Menurut Pak David Hanan, ahli film Indonesia berkebangsaan Australia, Benyamin Sueb bisa disebut sebagai Charlie Chaplin-nya Indonesia. Performa Benyamin mampu memikat semua golongan dari kelas bawah hingga kelas atas. Sebagai aktor dan pelawak, Benyamin sudah berkolaborasi dengan banyak sutradara, mulai dari Nya Abbas Akup, Lilik Sudjio, Syamsul Fuad, Turino Djunaedi, hingga Sjumandjaja.
Baca Sisi Politis Benyamin Sueb saat membicarakan wadam (hawa adam) dalam film Betty Bencong Slebor
Salah satu kolaborator Benyamin Sueb adalah Nawi Ismail.
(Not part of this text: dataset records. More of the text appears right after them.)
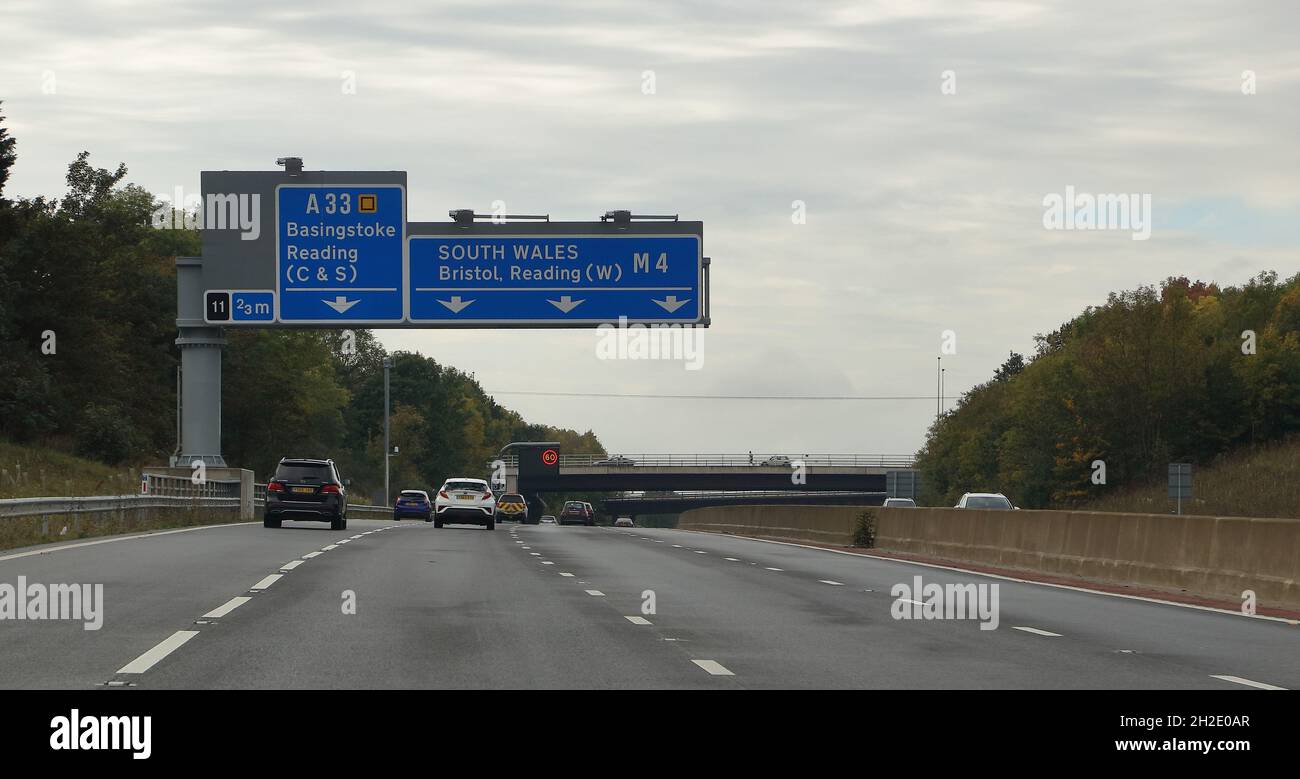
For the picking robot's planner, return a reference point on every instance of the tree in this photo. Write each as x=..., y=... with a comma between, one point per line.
x=8, y=155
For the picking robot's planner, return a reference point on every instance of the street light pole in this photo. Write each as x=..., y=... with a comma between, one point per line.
x=388, y=449
x=939, y=373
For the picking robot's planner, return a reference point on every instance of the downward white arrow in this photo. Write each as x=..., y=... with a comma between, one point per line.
x=671, y=303
x=455, y=303
x=341, y=303
x=566, y=303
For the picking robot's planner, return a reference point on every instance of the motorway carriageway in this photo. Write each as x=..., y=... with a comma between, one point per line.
x=544, y=606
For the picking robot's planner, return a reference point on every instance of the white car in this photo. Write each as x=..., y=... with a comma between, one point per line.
x=984, y=501
x=466, y=501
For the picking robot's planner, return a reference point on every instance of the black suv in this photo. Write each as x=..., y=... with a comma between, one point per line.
x=576, y=513
x=306, y=489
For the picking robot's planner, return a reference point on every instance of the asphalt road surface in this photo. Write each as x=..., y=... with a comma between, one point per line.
x=403, y=605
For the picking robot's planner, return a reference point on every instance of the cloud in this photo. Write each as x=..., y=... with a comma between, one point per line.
x=923, y=210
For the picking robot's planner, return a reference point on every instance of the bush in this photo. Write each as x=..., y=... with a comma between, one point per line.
x=105, y=435
x=865, y=529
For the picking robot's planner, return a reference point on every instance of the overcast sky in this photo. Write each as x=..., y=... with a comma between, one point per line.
x=923, y=210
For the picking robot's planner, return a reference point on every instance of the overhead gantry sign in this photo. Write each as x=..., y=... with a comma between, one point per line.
x=334, y=249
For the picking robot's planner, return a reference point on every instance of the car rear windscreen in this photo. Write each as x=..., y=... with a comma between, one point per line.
x=303, y=472
x=469, y=485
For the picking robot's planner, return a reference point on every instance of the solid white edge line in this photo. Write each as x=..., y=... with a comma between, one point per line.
x=1246, y=682
x=713, y=667
x=164, y=648
x=1083, y=589
x=1035, y=631
x=226, y=607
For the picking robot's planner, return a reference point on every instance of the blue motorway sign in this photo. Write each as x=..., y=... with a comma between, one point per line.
x=339, y=254
x=555, y=280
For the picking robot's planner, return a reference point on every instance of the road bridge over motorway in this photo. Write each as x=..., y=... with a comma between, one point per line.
x=683, y=501
x=536, y=468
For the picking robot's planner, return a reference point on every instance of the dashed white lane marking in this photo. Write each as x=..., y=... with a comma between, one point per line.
x=1036, y=631
x=167, y=646
x=267, y=581
x=226, y=607
x=1246, y=682
x=714, y=667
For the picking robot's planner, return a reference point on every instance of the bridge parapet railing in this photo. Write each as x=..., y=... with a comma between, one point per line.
x=711, y=461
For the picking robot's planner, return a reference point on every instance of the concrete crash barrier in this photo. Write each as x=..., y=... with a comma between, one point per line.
x=1218, y=557
x=26, y=522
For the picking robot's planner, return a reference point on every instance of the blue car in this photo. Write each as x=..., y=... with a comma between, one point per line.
x=412, y=502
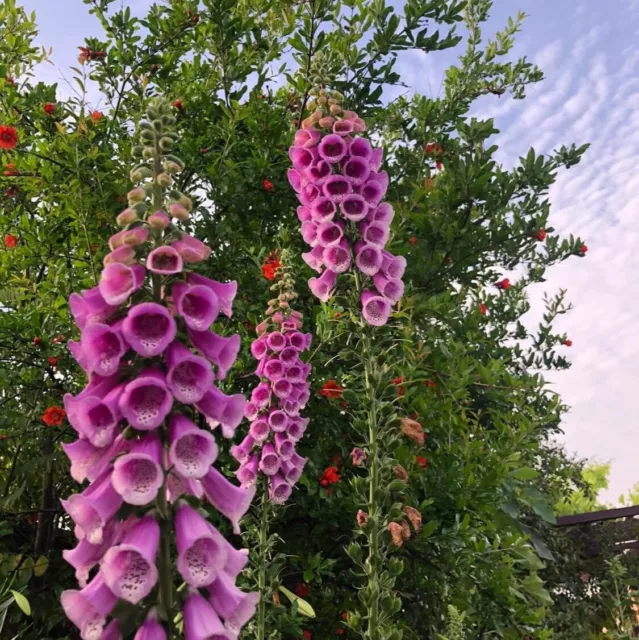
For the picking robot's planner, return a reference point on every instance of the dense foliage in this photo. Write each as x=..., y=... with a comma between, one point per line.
x=455, y=357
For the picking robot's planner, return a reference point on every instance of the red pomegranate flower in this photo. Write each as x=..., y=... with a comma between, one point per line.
x=8, y=137
x=54, y=416
x=332, y=390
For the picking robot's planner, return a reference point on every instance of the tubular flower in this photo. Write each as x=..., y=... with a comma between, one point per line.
x=276, y=402
x=136, y=447
x=336, y=176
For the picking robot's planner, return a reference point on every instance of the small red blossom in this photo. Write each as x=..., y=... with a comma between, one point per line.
x=332, y=390
x=54, y=416
x=8, y=137
x=330, y=476
x=10, y=241
x=399, y=383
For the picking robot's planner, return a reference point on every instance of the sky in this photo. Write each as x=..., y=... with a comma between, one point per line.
x=587, y=51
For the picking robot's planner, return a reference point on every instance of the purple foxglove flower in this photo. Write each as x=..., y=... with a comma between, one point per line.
x=92, y=509
x=323, y=210
x=231, y=501
x=225, y=291
x=332, y=148
x=129, y=568
x=284, y=447
x=189, y=376
x=391, y=288
x=343, y=127
x=261, y=395
x=270, y=461
x=393, y=266
x=119, y=281
x=149, y=328
x=280, y=490
x=88, y=608
x=357, y=170
x=375, y=309
x=376, y=233
x=151, y=629
x=228, y=411
x=164, y=261
x=368, y=259
x=190, y=249
x=124, y=254
x=197, y=304
x=102, y=346
x=274, y=369
x=221, y=351
x=192, y=451
x=235, y=607
x=146, y=401
x=201, y=622
x=138, y=476
x=259, y=430
x=307, y=138
x=201, y=549
x=322, y=287
x=329, y=234
x=338, y=187
x=247, y=473
x=319, y=172
x=309, y=233
x=337, y=257
x=303, y=213
x=90, y=307
x=242, y=451
x=354, y=207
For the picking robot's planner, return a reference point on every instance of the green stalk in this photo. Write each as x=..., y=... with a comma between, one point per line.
x=263, y=552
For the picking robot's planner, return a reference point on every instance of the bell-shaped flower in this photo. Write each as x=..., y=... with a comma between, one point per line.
x=332, y=148
x=151, y=629
x=149, y=328
x=197, y=304
x=221, y=351
x=138, y=476
x=231, y=501
x=391, y=288
x=88, y=608
x=189, y=376
x=192, y=451
x=201, y=549
x=164, y=261
x=235, y=607
x=92, y=509
x=323, y=286
x=129, y=568
x=119, y=281
x=146, y=400
x=280, y=490
x=375, y=309
x=228, y=411
x=89, y=307
x=337, y=188
x=225, y=291
x=368, y=258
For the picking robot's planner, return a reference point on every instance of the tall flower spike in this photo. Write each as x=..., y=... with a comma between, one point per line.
x=145, y=341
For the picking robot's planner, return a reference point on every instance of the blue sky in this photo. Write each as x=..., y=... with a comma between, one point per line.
x=588, y=52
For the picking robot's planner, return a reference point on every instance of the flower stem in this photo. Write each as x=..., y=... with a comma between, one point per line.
x=263, y=552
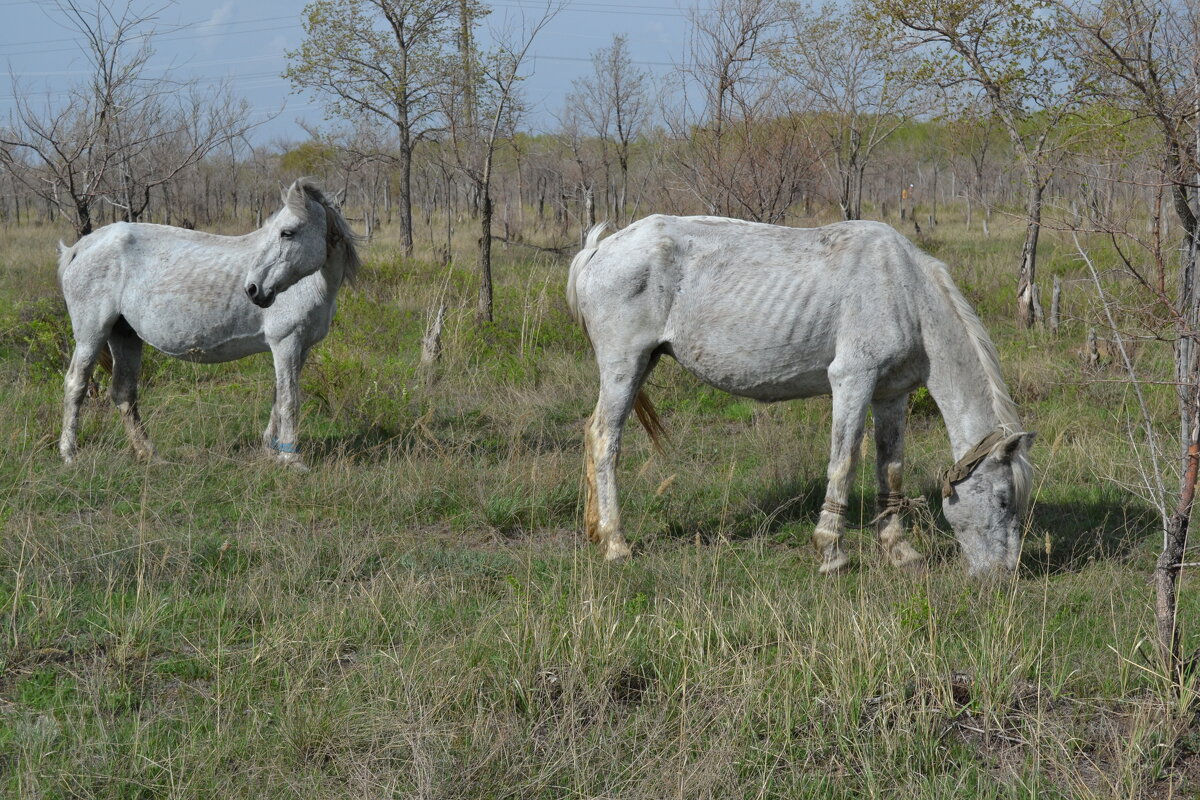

Sebelum menjadi sutradara, Nawi belajar secara otodidak mulai dari pencatat naskah hingga editor. Nawi mendapatkan ilmu pembuatan film dari The Teng Chun dan ilmu menyunting saat bekerja di Jawa Eiga Kosha selama pendudukan Jepang. Pada masa Revolusi, Nawi tergabung dalam divisi Siliwangi. Hingga kemudian pada tahun 1950-an Nawi keluar dari tentara untuk fokus pada pembuatan film.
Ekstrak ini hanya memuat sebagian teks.